On the other hand, a number of school districts have banned Chat GPT from their classrooms, networks and devices(5) including: the New York City Department of Education, Seattle Public Schools and Los Angeles Unified School District, and Baltimore County Public Schools in Maryland.
In Australia, jurisdictions including Western Australia, New South Wales, Queensland, and Tasmania, have blocked students from accessing ChatGPT on school internet networks, per ABC.
One of France’s top universities, Sciences Po, banned the use of ChatGPT and other AI tools. In India, Bangalore’s RV University banned students from using ChatGPT. The university said it would conduct surprise checks on students suspected of using the technology, asking them to redo the content on their own.
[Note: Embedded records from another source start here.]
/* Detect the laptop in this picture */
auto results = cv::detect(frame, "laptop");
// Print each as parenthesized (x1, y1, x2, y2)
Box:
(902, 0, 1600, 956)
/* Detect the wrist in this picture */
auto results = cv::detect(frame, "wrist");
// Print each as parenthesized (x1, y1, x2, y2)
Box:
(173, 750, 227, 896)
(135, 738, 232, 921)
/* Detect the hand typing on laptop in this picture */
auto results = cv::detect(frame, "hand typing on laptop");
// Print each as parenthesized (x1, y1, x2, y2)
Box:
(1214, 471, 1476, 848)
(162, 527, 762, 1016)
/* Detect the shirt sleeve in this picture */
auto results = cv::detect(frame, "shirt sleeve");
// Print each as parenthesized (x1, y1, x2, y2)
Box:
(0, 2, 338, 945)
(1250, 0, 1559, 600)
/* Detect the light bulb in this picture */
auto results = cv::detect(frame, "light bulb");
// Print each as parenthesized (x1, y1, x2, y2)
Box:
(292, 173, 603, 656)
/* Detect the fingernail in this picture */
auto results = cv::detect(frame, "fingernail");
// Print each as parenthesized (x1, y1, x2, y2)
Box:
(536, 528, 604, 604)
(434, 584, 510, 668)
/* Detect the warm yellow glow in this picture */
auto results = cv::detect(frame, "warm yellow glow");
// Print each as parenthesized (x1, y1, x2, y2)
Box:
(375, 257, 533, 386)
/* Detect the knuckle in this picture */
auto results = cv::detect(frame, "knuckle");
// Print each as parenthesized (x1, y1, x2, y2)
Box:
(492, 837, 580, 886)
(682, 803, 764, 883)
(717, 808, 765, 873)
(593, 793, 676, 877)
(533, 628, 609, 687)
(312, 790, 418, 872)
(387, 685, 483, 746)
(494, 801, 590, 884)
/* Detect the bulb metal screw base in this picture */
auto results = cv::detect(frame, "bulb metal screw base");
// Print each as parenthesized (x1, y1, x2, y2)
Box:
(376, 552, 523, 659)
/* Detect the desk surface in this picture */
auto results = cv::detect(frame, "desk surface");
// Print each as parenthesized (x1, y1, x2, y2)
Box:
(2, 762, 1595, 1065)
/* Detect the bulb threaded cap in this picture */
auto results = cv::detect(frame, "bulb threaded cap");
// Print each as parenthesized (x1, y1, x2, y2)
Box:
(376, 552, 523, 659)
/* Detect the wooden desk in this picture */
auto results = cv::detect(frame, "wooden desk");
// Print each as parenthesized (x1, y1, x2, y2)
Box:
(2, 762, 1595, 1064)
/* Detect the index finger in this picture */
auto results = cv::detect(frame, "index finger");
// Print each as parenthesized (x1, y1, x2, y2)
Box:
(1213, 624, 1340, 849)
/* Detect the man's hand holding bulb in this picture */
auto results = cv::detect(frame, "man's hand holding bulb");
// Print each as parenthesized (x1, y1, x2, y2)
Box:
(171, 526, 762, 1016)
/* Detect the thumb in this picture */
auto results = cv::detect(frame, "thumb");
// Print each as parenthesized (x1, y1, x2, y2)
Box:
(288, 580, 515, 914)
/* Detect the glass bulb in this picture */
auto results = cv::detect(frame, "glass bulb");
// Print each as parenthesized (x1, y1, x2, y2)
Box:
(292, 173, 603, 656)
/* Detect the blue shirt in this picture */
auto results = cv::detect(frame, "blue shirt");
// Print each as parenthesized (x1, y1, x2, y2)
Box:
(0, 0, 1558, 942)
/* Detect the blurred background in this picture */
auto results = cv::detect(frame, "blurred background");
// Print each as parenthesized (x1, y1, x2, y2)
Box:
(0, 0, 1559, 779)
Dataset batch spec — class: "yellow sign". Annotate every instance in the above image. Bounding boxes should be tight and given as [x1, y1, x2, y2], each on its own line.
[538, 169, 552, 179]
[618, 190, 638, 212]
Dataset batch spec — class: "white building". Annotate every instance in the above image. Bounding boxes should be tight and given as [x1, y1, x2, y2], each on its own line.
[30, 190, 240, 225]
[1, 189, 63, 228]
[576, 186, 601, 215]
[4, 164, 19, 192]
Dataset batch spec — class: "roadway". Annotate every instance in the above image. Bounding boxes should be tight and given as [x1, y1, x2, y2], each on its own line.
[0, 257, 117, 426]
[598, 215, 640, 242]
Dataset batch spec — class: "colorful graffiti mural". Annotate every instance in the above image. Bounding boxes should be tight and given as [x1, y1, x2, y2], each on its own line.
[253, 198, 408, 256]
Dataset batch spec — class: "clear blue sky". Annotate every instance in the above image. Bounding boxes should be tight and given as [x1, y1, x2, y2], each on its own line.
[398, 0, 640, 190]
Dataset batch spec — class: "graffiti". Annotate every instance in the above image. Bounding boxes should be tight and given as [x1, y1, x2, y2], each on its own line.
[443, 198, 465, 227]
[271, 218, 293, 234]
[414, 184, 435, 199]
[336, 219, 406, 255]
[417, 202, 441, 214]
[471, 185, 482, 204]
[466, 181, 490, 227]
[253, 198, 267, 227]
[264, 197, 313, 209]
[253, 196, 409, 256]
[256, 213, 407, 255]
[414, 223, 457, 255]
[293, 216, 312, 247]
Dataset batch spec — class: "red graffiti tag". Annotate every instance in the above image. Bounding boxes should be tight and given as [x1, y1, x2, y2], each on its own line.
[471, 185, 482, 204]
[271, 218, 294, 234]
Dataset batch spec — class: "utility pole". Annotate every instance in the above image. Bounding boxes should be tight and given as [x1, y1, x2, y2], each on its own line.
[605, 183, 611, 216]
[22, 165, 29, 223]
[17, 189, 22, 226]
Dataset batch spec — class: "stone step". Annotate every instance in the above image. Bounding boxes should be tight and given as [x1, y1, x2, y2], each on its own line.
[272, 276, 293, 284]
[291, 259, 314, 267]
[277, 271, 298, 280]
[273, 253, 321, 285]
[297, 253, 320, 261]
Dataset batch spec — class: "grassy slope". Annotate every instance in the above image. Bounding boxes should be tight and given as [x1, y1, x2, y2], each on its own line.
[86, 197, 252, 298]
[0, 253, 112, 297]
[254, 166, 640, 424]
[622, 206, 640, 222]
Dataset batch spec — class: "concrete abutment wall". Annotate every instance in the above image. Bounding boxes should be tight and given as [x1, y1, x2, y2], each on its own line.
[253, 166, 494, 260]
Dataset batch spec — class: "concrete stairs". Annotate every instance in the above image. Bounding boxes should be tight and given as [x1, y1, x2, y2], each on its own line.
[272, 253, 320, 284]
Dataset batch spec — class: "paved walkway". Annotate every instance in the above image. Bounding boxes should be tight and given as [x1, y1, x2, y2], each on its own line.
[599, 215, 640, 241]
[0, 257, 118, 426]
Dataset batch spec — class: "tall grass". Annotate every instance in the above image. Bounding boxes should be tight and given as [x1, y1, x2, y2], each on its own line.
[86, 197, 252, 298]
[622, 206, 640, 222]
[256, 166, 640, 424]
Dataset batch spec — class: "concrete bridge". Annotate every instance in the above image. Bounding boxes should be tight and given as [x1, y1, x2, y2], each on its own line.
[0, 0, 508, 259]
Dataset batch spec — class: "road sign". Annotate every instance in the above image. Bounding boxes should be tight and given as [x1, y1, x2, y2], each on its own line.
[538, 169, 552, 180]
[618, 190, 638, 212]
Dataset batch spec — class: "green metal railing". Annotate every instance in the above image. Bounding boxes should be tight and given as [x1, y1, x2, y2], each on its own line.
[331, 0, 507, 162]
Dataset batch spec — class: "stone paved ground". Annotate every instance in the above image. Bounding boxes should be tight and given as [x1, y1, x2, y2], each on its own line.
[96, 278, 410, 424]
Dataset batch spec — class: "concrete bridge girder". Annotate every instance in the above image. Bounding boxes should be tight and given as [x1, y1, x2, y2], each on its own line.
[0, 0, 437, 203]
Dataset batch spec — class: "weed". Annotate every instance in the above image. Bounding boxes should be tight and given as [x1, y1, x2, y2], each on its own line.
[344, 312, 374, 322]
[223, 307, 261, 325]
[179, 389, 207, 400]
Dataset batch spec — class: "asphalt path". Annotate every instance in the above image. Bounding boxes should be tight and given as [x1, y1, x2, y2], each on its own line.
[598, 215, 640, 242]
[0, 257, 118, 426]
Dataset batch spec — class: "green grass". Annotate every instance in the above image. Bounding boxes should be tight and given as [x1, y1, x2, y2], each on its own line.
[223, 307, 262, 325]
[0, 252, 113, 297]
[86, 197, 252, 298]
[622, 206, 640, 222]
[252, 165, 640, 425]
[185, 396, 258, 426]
This seems a bit extreme and perhaps even unrealistic since students at home or off campus will be able to access these tools quite easily and most probably will unless most assignments are done in class using school provided devices with the aforementioned restrictions in place.
Ultimately, Chat GPT and its ilk are here to stay and will only become more advanced and capable as time goes on. We can learn to use them or partner with them in realistic and specific ways or be left behind as the rest of the world chooses to benefit from their ever expanding abilities and applications. I’m just hoping Chat GPT will be able to serve as a virtual assistant or even an AI TA at some point in the future giving me more time for actual teaching by helping me grade, test or administer my classes more effectively than a merely human teacher like myself is capable of.